Spinning space motion could cause neck to snap.
It’s hard being a comet sometimes. Comet 67P/Churyumov-Gerasimenko is developing stress fractures and might break apart in the next several hundred years.
Comet 67P is famous for its oddball shape. With two lobes joined together at a neck, it vaguely resembles an interplanetary peanut. The Rosetta spacecraft, which ended its 26-month visit to the comet in September (SN Online: 9/29/16), noticed a large crack in the neck in 2014. After the comet made its closest approach to the sun in August 2015, the fissure grew by several hundred meters and new cracks appeared.

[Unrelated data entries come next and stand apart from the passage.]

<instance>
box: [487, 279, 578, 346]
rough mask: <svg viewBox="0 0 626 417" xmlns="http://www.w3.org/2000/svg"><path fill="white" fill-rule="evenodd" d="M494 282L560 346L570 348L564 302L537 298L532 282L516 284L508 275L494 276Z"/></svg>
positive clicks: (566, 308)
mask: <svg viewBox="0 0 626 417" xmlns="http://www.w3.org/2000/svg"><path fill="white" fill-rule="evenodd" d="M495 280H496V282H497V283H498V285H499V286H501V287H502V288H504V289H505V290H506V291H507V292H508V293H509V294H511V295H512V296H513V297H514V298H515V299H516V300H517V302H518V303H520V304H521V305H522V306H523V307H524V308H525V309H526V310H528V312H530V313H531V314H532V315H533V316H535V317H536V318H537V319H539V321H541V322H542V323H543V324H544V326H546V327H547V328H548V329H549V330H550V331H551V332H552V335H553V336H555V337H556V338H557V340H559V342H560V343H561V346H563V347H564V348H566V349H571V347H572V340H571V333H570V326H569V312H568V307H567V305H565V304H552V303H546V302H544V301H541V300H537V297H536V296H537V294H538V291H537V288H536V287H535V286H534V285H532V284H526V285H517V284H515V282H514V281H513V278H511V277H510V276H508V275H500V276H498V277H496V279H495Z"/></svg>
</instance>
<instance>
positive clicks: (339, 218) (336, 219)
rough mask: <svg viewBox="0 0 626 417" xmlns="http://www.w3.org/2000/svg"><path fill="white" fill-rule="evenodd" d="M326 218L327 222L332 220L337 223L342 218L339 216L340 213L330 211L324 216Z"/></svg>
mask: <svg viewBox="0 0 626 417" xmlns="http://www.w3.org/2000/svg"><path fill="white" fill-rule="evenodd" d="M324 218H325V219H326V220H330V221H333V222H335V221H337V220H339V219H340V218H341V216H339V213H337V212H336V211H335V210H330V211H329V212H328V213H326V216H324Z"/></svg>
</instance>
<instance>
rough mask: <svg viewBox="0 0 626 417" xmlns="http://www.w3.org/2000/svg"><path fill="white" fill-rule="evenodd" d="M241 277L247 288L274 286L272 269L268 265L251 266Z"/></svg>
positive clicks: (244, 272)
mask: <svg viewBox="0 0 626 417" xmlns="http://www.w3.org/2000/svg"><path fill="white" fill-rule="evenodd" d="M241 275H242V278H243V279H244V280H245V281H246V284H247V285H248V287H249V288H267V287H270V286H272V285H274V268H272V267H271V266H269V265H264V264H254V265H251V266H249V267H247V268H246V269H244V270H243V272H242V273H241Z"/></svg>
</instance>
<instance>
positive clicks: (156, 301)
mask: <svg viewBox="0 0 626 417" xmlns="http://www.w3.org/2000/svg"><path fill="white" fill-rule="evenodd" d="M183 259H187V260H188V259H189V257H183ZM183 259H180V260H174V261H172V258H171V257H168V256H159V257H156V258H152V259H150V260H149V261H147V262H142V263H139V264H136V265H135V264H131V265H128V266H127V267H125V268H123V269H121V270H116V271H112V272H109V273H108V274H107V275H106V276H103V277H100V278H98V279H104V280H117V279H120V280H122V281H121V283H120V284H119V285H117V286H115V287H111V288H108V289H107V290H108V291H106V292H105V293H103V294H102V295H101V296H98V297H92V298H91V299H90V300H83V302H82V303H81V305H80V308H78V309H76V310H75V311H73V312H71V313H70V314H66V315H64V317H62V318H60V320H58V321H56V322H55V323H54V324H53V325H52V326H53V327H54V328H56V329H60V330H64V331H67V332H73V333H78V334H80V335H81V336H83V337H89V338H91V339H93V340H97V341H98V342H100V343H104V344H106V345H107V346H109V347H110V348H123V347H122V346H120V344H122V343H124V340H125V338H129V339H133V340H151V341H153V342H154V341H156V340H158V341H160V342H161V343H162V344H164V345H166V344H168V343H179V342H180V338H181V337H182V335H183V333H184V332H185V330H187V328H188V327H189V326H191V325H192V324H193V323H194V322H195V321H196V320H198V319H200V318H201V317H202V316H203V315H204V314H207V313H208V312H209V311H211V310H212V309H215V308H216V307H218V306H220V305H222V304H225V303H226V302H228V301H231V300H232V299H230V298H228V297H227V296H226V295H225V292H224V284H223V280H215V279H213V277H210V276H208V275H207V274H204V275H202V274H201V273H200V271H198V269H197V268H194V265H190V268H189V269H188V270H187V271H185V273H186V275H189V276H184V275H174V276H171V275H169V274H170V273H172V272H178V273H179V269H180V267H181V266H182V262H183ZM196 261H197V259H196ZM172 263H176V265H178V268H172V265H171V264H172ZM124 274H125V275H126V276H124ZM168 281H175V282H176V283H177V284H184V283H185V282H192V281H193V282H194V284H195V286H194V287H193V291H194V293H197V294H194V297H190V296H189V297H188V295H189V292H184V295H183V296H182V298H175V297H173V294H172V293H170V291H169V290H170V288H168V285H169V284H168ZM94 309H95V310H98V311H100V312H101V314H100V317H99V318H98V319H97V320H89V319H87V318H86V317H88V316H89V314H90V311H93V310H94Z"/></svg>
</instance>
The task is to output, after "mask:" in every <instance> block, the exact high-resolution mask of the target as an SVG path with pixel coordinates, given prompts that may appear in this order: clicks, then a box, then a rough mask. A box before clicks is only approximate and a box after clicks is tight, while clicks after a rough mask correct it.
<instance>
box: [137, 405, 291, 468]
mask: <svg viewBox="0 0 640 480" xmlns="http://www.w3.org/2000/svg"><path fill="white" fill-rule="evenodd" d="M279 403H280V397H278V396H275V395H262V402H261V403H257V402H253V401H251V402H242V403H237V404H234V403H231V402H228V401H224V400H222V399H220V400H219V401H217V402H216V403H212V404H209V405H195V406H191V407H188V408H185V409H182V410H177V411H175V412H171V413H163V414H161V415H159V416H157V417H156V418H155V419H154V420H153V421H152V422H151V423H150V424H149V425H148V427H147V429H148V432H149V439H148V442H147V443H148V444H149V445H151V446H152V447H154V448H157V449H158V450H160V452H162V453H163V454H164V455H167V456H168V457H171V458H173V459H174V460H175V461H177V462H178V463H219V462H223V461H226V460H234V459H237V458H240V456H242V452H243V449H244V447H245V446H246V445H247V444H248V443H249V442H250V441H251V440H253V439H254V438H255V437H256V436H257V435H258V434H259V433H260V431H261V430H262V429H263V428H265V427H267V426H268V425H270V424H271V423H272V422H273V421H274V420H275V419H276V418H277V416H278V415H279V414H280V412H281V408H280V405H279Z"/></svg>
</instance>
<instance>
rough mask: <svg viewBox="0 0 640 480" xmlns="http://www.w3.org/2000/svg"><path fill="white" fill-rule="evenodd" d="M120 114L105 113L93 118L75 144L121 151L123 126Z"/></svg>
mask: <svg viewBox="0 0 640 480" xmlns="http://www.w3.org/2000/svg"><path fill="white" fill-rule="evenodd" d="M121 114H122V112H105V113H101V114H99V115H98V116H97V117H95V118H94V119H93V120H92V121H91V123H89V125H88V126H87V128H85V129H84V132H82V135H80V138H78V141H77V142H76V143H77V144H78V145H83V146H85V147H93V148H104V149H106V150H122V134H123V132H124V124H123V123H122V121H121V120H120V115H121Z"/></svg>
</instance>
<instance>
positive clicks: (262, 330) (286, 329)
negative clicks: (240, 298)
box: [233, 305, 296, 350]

The fractures appear to be developing as forces subtly bend the comet to and fro, Stubbe Hviid, a planetary scientist at the German Aerospace Center Institute of Planetary Research in Berlin, reported October 17 in a press conference at a meeting of the American Astronomical Society’s Division for Planetary Sciences. Hviid and colleagues combined maps from Rosetta with computer simulations of all the forces at work within the comet to determine how the cracks develop. They found that the two bulbous ends rock in opposite directions as the comet spins, flexing the neck and creating severe stress. Because the comet isn’t held together strongly — it’s a conglomeration of dust and ice not much stickier than snow, Hviid said — the neck is starting to break. After a few hundred more years, he said, the comet could fold itself in half as the two lobes snap apart and smoosh together.